Two Boats School is the only school on Ascension Island, located in Two Boats Village. It is part of the Ascension Island Government (AIG) and provides education to all children living on the island from Foundation Stage to Year 11. There are currently 100 children and 21 staff.

==Outline==
The school follows the National Curriculum for England. Although geographically in the Southern Hemisphere, the school follows a Northern Hemisphere term pattern with the main holidays split between Christmas and August. Students complete end of Key Stage tests as in the UK (excluding Scotland) and sit IGCSE or GCSE examinations in Year 10 and 11. The last school inspection in November 2014, carried out by the School Inspection Service, one of the contractors licensed to conduct inspections under the Ofsted-accredited regime for British Schools Overseas, found the school's provision to be good with many excellent features. Examination results compare very favourably with UK schools. Once students have finished their GCSE courses, they can attend college in the UK, Sixth Form on St Helena, or can enter training programmes with one of the employing organisations on the island.

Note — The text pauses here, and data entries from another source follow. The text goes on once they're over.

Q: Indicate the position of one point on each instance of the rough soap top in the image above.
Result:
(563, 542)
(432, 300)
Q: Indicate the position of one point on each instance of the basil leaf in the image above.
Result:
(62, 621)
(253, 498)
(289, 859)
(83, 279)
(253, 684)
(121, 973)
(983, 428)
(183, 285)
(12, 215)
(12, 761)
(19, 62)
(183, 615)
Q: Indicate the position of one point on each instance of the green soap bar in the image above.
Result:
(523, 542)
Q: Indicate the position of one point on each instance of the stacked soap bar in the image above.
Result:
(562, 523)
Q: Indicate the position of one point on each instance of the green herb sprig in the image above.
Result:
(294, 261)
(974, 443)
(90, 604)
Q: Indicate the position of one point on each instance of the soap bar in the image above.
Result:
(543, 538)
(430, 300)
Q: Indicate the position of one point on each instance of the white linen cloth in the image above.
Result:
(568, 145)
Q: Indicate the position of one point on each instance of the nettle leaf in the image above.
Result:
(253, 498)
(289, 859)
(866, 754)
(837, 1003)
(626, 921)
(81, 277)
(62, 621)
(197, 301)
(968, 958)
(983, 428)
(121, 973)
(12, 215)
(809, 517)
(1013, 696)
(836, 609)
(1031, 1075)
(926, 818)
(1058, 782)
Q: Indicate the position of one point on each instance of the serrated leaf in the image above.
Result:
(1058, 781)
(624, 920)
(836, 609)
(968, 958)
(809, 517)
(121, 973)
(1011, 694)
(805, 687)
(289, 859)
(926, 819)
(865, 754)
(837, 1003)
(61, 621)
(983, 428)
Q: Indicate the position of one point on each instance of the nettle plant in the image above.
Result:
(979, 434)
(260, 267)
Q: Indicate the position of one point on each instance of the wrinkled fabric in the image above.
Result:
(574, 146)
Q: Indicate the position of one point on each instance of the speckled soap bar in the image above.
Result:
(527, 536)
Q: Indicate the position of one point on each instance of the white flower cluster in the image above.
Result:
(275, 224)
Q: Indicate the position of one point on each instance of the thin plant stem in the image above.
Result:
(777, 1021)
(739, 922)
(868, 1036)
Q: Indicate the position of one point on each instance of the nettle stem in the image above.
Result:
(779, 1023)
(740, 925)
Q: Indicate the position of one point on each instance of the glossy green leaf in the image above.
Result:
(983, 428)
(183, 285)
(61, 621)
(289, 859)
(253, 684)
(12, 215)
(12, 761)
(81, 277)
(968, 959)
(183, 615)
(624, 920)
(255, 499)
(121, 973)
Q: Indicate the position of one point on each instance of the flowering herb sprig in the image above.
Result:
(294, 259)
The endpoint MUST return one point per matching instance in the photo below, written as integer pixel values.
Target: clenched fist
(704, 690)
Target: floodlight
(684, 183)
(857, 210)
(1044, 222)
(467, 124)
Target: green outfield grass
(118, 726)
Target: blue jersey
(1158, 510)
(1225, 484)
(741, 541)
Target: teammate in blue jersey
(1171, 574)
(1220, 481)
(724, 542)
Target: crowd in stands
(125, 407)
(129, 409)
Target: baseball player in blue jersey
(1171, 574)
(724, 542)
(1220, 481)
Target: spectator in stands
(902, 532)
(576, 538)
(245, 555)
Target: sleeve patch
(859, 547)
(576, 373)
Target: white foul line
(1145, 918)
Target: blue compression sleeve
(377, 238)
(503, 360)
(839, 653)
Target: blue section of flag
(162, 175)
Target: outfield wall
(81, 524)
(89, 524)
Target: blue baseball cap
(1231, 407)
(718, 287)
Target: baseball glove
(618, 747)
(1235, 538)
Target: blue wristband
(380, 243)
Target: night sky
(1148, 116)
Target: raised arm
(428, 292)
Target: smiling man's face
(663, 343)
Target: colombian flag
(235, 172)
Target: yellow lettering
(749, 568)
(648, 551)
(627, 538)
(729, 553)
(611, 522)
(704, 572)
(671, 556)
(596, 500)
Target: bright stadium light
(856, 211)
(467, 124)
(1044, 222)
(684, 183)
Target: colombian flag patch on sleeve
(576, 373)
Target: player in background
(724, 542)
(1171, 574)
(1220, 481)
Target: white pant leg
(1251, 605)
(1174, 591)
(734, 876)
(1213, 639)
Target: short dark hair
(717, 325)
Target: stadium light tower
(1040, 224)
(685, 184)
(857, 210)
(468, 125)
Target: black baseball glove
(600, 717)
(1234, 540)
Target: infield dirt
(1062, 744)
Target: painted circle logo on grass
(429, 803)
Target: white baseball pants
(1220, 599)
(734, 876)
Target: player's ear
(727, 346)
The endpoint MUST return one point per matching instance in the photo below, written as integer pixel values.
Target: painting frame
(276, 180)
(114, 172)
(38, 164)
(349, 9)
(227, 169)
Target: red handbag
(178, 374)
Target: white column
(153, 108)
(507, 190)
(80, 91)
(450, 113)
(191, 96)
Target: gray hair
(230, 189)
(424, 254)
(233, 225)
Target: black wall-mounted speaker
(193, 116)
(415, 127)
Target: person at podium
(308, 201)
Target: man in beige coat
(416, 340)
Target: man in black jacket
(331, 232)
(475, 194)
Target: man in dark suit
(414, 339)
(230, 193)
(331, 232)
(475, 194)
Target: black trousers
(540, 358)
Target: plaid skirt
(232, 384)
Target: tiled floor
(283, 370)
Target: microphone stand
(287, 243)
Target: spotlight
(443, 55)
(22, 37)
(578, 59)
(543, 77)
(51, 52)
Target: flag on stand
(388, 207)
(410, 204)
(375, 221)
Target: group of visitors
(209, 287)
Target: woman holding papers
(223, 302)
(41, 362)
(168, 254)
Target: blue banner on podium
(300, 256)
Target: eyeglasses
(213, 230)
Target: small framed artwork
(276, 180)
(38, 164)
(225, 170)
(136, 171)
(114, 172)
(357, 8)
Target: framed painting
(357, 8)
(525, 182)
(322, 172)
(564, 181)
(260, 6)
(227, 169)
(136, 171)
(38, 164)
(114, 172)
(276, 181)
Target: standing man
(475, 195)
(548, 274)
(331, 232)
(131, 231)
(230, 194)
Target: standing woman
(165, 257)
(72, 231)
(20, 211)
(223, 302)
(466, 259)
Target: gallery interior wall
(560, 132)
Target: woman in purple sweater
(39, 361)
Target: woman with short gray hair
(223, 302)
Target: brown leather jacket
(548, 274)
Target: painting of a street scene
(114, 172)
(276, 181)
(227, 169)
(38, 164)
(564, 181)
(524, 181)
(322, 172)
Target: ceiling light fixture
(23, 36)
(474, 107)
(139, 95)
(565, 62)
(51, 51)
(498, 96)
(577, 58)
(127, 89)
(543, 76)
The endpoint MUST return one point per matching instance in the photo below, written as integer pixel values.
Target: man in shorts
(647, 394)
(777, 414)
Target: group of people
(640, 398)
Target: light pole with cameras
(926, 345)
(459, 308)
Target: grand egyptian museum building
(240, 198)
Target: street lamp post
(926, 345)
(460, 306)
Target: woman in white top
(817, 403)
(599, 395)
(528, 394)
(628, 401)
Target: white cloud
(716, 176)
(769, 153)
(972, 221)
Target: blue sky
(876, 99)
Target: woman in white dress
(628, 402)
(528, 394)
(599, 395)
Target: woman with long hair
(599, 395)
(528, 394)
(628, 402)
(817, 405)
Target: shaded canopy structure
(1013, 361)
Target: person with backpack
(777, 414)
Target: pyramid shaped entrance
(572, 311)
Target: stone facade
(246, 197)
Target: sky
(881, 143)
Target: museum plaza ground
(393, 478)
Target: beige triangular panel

Most of the co-curricular activities are run by the youth groups on the island, including all sections of the Girl Guide and Scout movements. Participation rates are very high. Other activities include Twirling, Craft, and Chess Club.

The school is housed in a purpose-built campus in Two Boats Village at the base of Green Mountain.

Farah Quinn became headteacher of Two Boats School in March 2020. The School Governors Committee provides a link with the community and advises on policy.